DPBalance: Efficient and Fair Privacy Budget Scheduling for Federated Learning as a Service

Yu Liu,Zibo Wang,Yifei Zhu,Chen Chen
2024-02-15
Abstract:Federated learning (FL) has emerged as a prevalent distributed machine learning scheme that enables collaborative model training without aggregating raw data. Cloud service providers further embrace Federated Learning as a Service (FLaaS), allowing data analysts to execute their FL training pipelines over differentially-protected data. Due to the intrinsic properties of differential privacy, the enforced privacy level on data blocks can be viewed as a privacy budget that requires careful scheduling to cater to diverse training pipelines. Existing privacy budget scheduling studies prioritize either efficiency or fairness individually. In this paper, we propose DPBalance, a novel privacy budget scheduling mechanism that jointly optimizes both efficiency and fairness. We first develop a comprehensive utility function incorporating data analyst-level dominant shares and FL-specific performance metrics. A sequential allocation mechanism is then designed using the Lagrange multiplier method and effective greedy heuristics. We theoretically prove that DPBalance satisfies Pareto Efficiency, Sharing Incentive, Envy-Freeness, and Weak Strategy Proofness. We also theoretically prove the existence of a fairness-efficiency tradeoff in privacy budgeting. Extensive experiments demonstrate that DPBalance outperforms state-of-the-art solutions, achieving an average efficiency improvement of $1.44\times \sim 3.49 \times$, and an average fairness improvement of $1.37\times \sim 24.32 \times$.
Distributed, Parallel, and Cluster Computing,Cryptography and Security,Machine Learning
What problem does this paper attempt to address?

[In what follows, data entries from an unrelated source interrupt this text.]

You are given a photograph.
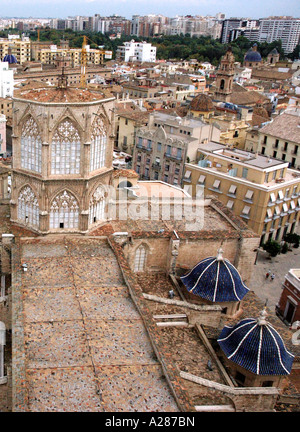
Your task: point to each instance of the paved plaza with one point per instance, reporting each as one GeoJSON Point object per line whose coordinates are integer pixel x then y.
{"type": "Point", "coordinates": [86, 347]}
{"type": "Point", "coordinates": [280, 265]}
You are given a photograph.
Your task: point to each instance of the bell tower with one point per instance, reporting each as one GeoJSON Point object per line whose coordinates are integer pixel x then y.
{"type": "Point", "coordinates": [225, 76]}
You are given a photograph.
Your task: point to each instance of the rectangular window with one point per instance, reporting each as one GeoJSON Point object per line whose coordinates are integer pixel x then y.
{"type": "Point", "coordinates": [232, 190]}
{"type": "Point", "coordinates": [246, 211]}
{"type": "Point", "coordinates": [201, 179]}
{"type": "Point", "coordinates": [249, 195]}
{"type": "Point", "coordinates": [280, 195]}
{"type": "Point", "coordinates": [187, 175]}
{"type": "Point", "coordinates": [216, 184]}
{"type": "Point", "coordinates": [245, 172]}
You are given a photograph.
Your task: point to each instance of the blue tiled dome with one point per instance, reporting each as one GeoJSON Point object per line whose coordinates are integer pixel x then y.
{"type": "Point", "coordinates": [253, 55]}
{"type": "Point", "coordinates": [256, 346]}
{"type": "Point", "coordinates": [10, 58]}
{"type": "Point", "coordinates": [215, 279]}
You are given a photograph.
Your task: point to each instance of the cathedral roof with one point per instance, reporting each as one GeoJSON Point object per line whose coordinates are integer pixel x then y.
{"type": "Point", "coordinates": [253, 55]}
{"type": "Point", "coordinates": [215, 279]}
{"type": "Point", "coordinates": [59, 95]}
{"type": "Point", "coordinates": [202, 102]}
{"type": "Point", "coordinates": [256, 346]}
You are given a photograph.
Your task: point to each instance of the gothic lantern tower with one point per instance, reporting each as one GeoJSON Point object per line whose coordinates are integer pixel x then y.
{"type": "Point", "coordinates": [255, 352]}
{"type": "Point", "coordinates": [62, 146]}
{"type": "Point", "coordinates": [216, 281]}
{"type": "Point", "coordinates": [225, 76]}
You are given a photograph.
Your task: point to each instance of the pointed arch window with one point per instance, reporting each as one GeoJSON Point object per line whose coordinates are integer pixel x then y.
{"type": "Point", "coordinates": [31, 146]}
{"type": "Point", "coordinates": [98, 145]}
{"type": "Point", "coordinates": [140, 259]}
{"type": "Point", "coordinates": [64, 211]}
{"type": "Point", "coordinates": [97, 206]}
{"type": "Point", "coordinates": [28, 207]}
{"type": "Point", "coordinates": [65, 149]}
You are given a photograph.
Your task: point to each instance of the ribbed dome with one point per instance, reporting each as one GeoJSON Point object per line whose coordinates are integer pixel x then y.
{"type": "Point", "coordinates": [202, 102]}
{"type": "Point", "coordinates": [253, 55]}
{"type": "Point", "coordinates": [256, 346]}
{"type": "Point", "coordinates": [10, 58]}
{"type": "Point", "coordinates": [215, 279]}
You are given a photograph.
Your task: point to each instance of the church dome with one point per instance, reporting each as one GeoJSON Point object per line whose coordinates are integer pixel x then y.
{"type": "Point", "coordinates": [253, 55]}
{"type": "Point", "coordinates": [215, 279]}
{"type": "Point", "coordinates": [10, 58]}
{"type": "Point", "coordinates": [202, 103]}
{"type": "Point", "coordinates": [256, 346]}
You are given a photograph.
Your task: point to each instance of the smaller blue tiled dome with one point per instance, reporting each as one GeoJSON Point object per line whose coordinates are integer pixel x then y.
{"type": "Point", "coordinates": [256, 346]}
{"type": "Point", "coordinates": [215, 279]}
{"type": "Point", "coordinates": [253, 55]}
{"type": "Point", "coordinates": [10, 58]}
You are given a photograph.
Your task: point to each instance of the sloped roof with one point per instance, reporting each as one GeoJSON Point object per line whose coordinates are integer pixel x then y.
{"type": "Point", "coordinates": [202, 102]}
{"type": "Point", "coordinates": [215, 279]}
{"type": "Point", "coordinates": [285, 126]}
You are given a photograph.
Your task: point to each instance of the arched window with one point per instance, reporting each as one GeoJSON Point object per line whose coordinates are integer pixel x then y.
{"type": "Point", "coordinates": [28, 207]}
{"type": "Point", "coordinates": [2, 345]}
{"type": "Point", "coordinates": [97, 206]}
{"type": "Point", "coordinates": [31, 146]}
{"type": "Point", "coordinates": [64, 211]}
{"type": "Point", "coordinates": [98, 145]}
{"type": "Point", "coordinates": [65, 149]}
{"type": "Point", "coordinates": [140, 259]}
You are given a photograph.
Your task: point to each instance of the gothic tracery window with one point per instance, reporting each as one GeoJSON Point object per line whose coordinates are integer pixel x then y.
{"type": "Point", "coordinates": [28, 207]}
{"type": "Point", "coordinates": [140, 259]}
{"type": "Point", "coordinates": [98, 145]}
{"type": "Point", "coordinates": [97, 205]}
{"type": "Point", "coordinates": [65, 149]}
{"type": "Point", "coordinates": [64, 211]}
{"type": "Point", "coordinates": [31, 146]}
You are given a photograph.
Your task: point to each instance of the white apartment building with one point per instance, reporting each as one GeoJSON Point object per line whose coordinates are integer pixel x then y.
{"type": "Point", "coordinates": [285, 29]}
{"type": "Point", "coordinates": [6, 80]}
{"type": "Point", "coordinates": [136, 51]}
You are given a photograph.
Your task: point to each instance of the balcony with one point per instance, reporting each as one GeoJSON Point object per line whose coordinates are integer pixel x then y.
{"type": "Point", "coordinates": [156, 166]}
{"type": "Point", "coordinates": [169, 155]}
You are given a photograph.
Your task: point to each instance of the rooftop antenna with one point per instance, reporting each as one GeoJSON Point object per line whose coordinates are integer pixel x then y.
{"type": "Point", "coordinates": [62, 81]}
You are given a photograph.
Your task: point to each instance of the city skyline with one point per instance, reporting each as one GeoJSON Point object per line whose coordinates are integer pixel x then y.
{"type": "Point", "coordinates": [127, 8]}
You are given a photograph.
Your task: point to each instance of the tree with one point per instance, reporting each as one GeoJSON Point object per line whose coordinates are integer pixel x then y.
{"type": "Point", "coordinates": [272, 247]}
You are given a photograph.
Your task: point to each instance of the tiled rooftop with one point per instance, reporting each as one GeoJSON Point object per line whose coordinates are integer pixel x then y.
{"type": "Point", "coordinates": [85, 345]}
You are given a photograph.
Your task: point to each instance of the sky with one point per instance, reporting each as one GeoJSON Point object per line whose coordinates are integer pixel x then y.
{"type": "Point", "coordinates": [127, 8]}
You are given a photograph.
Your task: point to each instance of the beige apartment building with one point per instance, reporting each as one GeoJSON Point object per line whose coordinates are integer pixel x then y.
{"type": "Point", "coordinates": [127, 124]}
{"type": "Point", "coordinates": [281, 138]}
{"type": "Point", "coordinates": [263, 191]}
{"type": "Point", "coordinates": [167, 143]}
{"type": "Point", "coordinates": [18, 47]}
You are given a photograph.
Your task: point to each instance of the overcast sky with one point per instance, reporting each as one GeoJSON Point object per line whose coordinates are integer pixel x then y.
{"type": "Point", "coordinates": [127, 8]}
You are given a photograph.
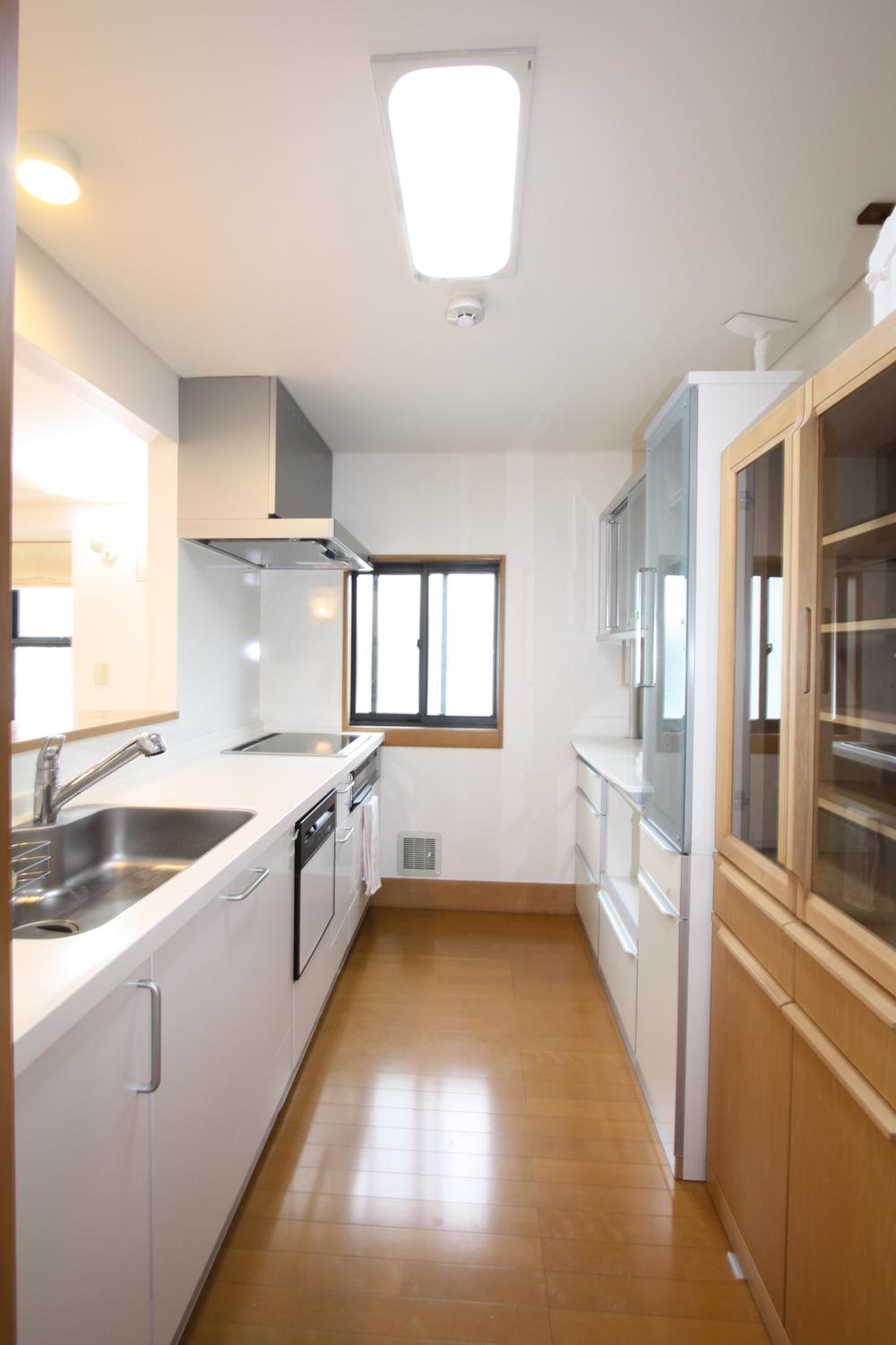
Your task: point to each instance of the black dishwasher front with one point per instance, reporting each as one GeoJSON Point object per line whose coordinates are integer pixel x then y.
{"type": "Point", "coordinates": [315, 880]}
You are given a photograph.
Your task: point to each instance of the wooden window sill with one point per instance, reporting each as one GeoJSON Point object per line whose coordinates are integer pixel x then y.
{"type": "Point", "coordinates": [429, 737]}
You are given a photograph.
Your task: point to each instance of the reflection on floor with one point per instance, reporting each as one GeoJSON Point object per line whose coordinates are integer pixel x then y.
{"type": "Point", "coordinates": [466, 1157]}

This paper proposes a privacy budget scheduling mechanism called DPBalance to address the efficiency and fairness issues in Federated Learning as a Service (FLaaS). In FLaaS, multiple data analysts train models on data from different data owners while using Differential Privacy (DP) to protect data privacy. Existing privacy budget scheduling methods either focus on efficiency or fairness, but not both. DPBalance achieves joint optimization of efficiency and fairness by developing a comprehensive utility function that combines the dominant share at the data analyst level and FL-specific performance metrics. It uses the Lagrange multiplier method and an efficient greedy heuristic algorithm to design a sequential allocation mechanism. The paper proves that DPBalance satisfies Pareto efficiency, sharing incentive, envy-freeness, and weak-strategy proofness, and theoretically demonstrates the trade-off between fairness and efficiency under practical conditions. Experimental results demonstrate that DPBalance outperforms existing solutions in terms of both efficiency and fairness, with average efficiency improvements ranging from 1.44 to 3.49 times and fairness improvements ranging from 1.37 to 24.32 times. The paper concludes with a discussion of related work, introduction of background and motivation, system modeling and problem formalization, algorithm design and theoretical analysis, experimental evaluation, and conclusions.